/scan_docs

App for parsing/categorising scanned documents

Primary LanguagePerl

scan_docs

A utility I wrote that handles scanned files created by my Brother
ADS-1500W.

You can modify it to work with any scanner that outputs files
ImageMagick can read, but that will require at least modifying the
regexes for matching its output files.

The Brother scanner supports CIFS/Samba, so I have a share that it
puts the files in.  This script is told to monitor that directory,
and works accordingly.

USAGE:

Configure the documents you want it to support by following the
comments and the examples in the included config file.

Start the program by running:

scan_docs <directory_to_watch> [config_file]

If you don't specify config_file, it will look for scanner_config.yml
in the same directory as the script itself.

The program will then check the directory every 10 seconds for new
scans.  If it finds one, it will convert it to pnm, run tesseract on
it, and then parse the text so it (hopefully) knows what directory to
put the file in.

If the file is unscannable, it'll put it in unscannable/  If it is
scannable, but doesn't match any configured documents, it will put it
in other/<time>.pdf.

I run this script from cron (it is safeguarded against more than one
copy running at once), so I just put:

* * * * * root scan_docs /docs

In my crontab.  Then, when it successfully works on a file, it will
do its thing, and exit, and I get an email of what happened so I can
see if I need to take further action.

(If you just want to run it all of the time and output it to a log
file or something, you can remove the line that says 'exit;' below so
it won't quit every time it successfully does any work.)

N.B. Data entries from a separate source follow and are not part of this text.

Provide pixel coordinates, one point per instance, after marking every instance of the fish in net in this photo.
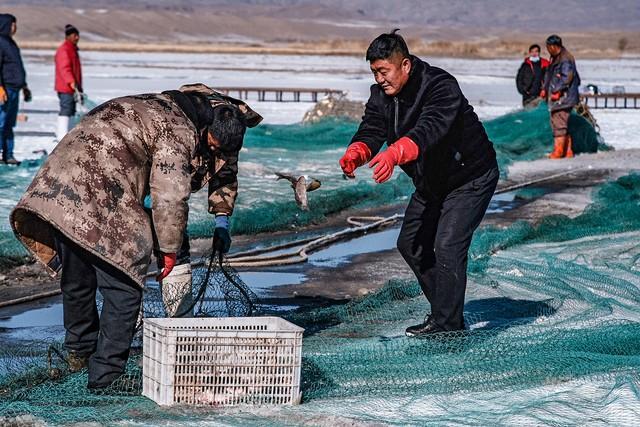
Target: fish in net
(212, 288)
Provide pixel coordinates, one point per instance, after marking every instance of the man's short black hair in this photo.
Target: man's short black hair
(554, 40)
(228, 127)
(386, 45)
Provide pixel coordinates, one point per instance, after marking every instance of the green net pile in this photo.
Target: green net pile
(266, 205)
(553, 312)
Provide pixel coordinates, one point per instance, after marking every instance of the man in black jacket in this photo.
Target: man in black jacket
(434, 135)
(530, 76)
(12, 81)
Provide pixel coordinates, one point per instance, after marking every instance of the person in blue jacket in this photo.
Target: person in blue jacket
(13, 79)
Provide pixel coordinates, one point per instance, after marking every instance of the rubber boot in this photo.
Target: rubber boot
(558, 148)
(77, 361)
(569, 151)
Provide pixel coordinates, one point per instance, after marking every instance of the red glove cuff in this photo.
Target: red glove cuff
(363, 151)
(404, 150)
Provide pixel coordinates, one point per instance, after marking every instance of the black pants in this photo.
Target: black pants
(67, 104)
(107, 337)
(434, 240)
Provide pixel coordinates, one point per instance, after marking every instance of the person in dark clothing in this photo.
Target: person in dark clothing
(561, 91)
(530, 76)
(12, 81)
(435, 136)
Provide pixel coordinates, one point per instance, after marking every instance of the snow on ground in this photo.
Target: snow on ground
(488, 84)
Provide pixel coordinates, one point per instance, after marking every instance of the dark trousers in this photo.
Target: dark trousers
(107, 337)
(434, 240)
(67, 104)
(8, 117)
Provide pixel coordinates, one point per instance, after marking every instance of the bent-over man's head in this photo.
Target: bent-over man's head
(226, 132)
(390, 62)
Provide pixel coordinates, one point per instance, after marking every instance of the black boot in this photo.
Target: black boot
(428, 327)
(77, 361)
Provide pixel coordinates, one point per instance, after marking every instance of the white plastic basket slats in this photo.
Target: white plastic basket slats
(222, 361)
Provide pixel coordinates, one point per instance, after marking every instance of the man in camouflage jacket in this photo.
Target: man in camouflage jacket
(83, 213)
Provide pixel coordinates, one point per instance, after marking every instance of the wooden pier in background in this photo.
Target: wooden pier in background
(612, 100)
(279, 94)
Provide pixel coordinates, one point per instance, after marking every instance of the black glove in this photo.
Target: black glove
(26, 93)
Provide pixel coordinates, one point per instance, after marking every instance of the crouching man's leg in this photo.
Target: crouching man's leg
(177, 292)
(121, 304)
(416, 239)
(462, 212)
(78, 284)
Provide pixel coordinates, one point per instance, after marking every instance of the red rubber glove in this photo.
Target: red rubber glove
(400, 152)
(167, 262)
(356, 155)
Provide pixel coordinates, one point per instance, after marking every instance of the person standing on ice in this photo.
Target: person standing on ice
(561, 91)
(68, 80)
(434, 135)
(84, 212)
(13, 79)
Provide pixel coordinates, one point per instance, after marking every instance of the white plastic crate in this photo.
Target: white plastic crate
(222, 361)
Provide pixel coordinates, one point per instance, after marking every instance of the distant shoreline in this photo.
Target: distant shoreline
(455, 49)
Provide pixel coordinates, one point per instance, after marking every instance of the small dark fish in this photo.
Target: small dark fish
(301, 186)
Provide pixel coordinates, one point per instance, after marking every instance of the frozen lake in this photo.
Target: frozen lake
(488, 84)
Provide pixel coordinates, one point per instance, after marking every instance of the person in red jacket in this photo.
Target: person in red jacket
(68, 78)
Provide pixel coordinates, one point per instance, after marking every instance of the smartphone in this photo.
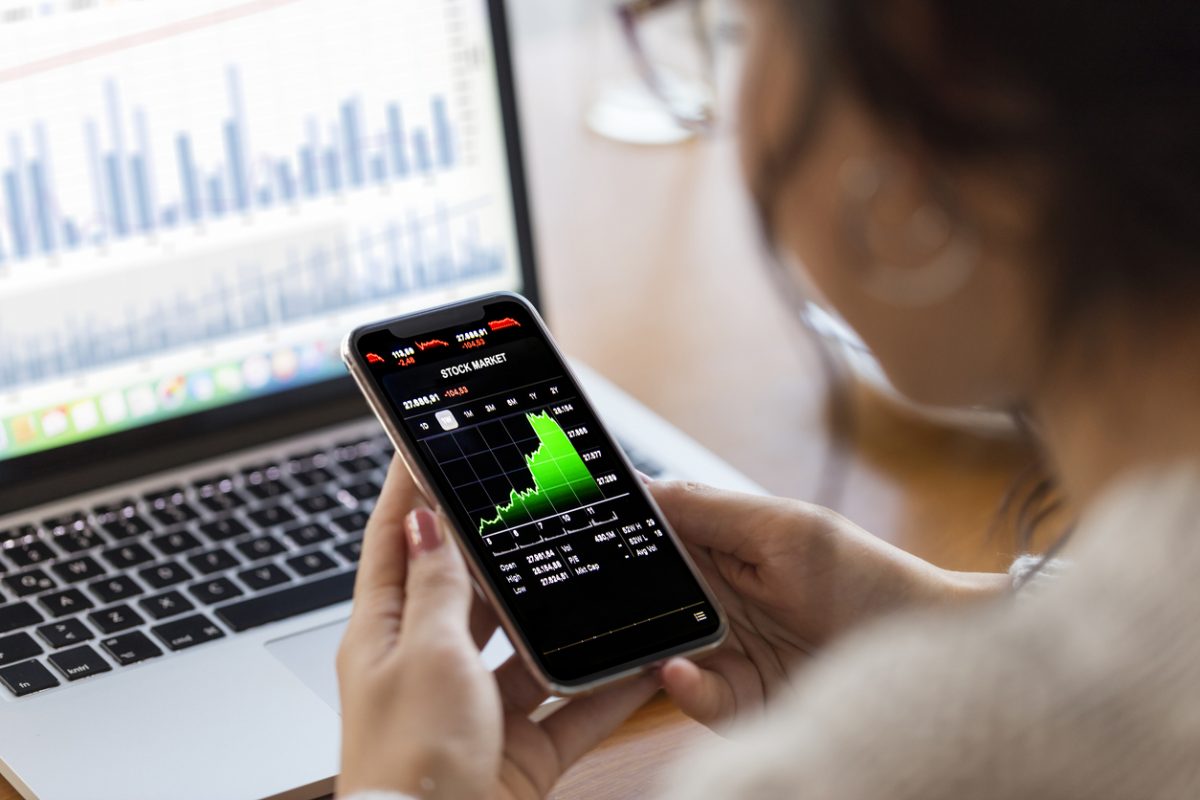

Using this app and my brother scanner, my house has gone paperless.
I have scanned all of my documents, and this program categorised the
vast majority for me, making it super duper easy.

It also tries to be smart about monitoring files to make sure they've
stopped changing size before it works on them (just in case the file
is slow to copy or very large).

Also, do not use this on a multi-user system without modification
first -- it just scans to /tmp/scanned.pnm.  This is both a possible
race-condition, as well as security vulnerability since there could
be sensitive information in the file.

Finally, if you want to write a subroutine to handle the filename
generation for a document, define it between the {} containing
'ScanSubs' below, and follow the examples in the config file
included.

Patches/pull requests welcome.  Also, you could ask me nicely to make
changes if anyone who isn't me decides to use this thing.

DEPENDENCIES

Depends on the following perl modules:

    * Fcntl
    * YAML
    * List::Util
    * File::Path
    * POSIX
    * Date::Parse
    * FindBin

Also depends on the following apps:

    * Tesseract
    * ImageMagick

WARRANTY/LICENSE

Program is licensed under the Perl Artistic license.  You can
distribute it under the same terms as Perl itself.

Program has no warranty.  Make sure it does what you want before you
shred your documents.